[PyCUDA] Sum along axis of GPUarray?

Discussion:

Luke Pfister

2015-05-20 21:46:50 UTC

Is there a suggested way to do the equivalent of np.sum along a particular
axis for a high-dimensional GPUarray?

I saw that this was discussed in 2009, before GPUarrays carried stride
information.

Thanks,
Luke

Andreas Kloeckner

2015-05-21 11:59:35 UTC

Permalink

Post by Luke Pfister
Is there a suggested way to do the equivalent of np.sum along a particular
axis for a high-dimensional GPUarray?
I saw that this was discussed in 2009, before GPUarrays carried stride
information.

Hand-writing a kernel is probably still your best option. Just map the
non-reduction axes to the grid/thread block axes, and write a for loop
to do the summation.

HTH,
Andreas

Jerome Kieffer

2015-05-21 12:54:30 UTC

Permalink

On Thu, 21 May 2015 07:59:35 -0400

Post by Andreas Kloeckner

Hand-writing a kernel is probably still your best option. Just map the
non-reduction axes to the grid/thread block axes, and write a for loop
to do the summation.

Won't you win by having 1 workgroup (sorry it is the OpenCL name, can't remember the CUDA one)
doing a partial parallel reduction ?

i.e. 1 workgroup = 32 threads
First stage:
32x( read + add) to shared memory as much as needed for the dimension of the gpuarray

Second stage:
Parallel reducton within the shared memory (even without barrier as we are in a warp)

Cheers,

Andreas Kloeckner

2015-05-21 13:12:10 UTC

Permalink

Post by Jerome Kieffer
On Thu, 21 May 2015 07:59:35 -0400

Post by Andreas Kloeckner

Hand-writing a kernel is probably still your best option. Just map the
non-reduction axes to the grid/thread block axes, and write a for loop
to do the summation.

Won't you win by having 1 workgroup (sorry it is the OpenCL name, can't remember the CUDA one)
doing a partial parallel reduction ?
i.e. 1 workgroup = 32 threads
32x( read + add) to shared memory as much as needed for the dimension of the gpuarray
Parallel reducton within the shared memory (even without barrier as we are in a warp)
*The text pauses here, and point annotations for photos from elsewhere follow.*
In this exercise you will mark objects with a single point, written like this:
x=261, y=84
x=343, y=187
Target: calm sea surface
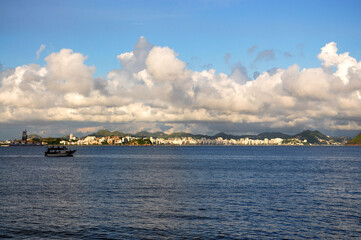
x=181, y=193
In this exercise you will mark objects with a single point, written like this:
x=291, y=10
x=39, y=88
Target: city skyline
x=197, y=66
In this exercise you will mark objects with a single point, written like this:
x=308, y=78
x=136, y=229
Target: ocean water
x=198, y=192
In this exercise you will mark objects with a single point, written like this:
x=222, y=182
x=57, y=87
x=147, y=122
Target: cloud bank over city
x=154, y=90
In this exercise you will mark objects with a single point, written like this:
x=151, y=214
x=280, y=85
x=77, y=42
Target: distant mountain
x=356, y=140
x=313, y=137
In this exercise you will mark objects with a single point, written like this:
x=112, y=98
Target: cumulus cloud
x=154, y=88
x=42, y=47
x=265, y=55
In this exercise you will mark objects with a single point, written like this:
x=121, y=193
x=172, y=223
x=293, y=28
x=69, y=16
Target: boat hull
x=61, y=154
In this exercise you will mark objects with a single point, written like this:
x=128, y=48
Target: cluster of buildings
x=117, y=140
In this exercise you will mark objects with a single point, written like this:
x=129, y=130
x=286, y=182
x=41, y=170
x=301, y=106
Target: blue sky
x=200, y=40
x=201, y=32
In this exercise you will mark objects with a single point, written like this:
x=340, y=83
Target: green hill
x=356, y=140
x=313, y=137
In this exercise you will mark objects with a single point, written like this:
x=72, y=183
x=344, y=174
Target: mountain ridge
x=309, y=136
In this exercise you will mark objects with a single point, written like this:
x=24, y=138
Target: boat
x=59, y=151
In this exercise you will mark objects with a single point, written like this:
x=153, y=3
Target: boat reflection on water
x=59, y=151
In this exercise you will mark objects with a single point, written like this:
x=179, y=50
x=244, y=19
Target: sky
x=206, y=66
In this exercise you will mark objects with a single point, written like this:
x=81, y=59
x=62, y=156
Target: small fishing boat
x=59, y=151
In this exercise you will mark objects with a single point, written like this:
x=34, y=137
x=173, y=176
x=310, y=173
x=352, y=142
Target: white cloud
x=154, y=86
x=42, y=47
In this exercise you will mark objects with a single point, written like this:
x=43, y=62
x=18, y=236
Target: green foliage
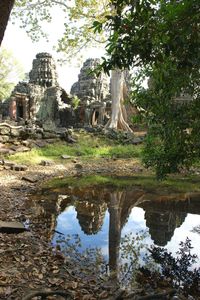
x=75, y=102
x=161, y=39
x=87, y=146
x=145, y=182
x=10, y=71
x=179, y=271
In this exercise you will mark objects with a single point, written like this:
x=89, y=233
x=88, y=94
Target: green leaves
x=10, y=72
x=162, y=39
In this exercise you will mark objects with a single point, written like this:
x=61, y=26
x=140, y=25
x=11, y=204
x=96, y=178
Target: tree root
x=10, y=126
x=45, y=294
x=160, y=296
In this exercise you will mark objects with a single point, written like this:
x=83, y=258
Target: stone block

I'd say that depends on the shape of the array, or, specifically, on
whether your other axes are big enough to fill the GPU. If they are,
then parallel reduction is not a winner, since it's not
work-efficient. (Work = n, span = log(n)) On the other hand, if you're
hurting to fill the machine, then it might be worth considering.

Andreas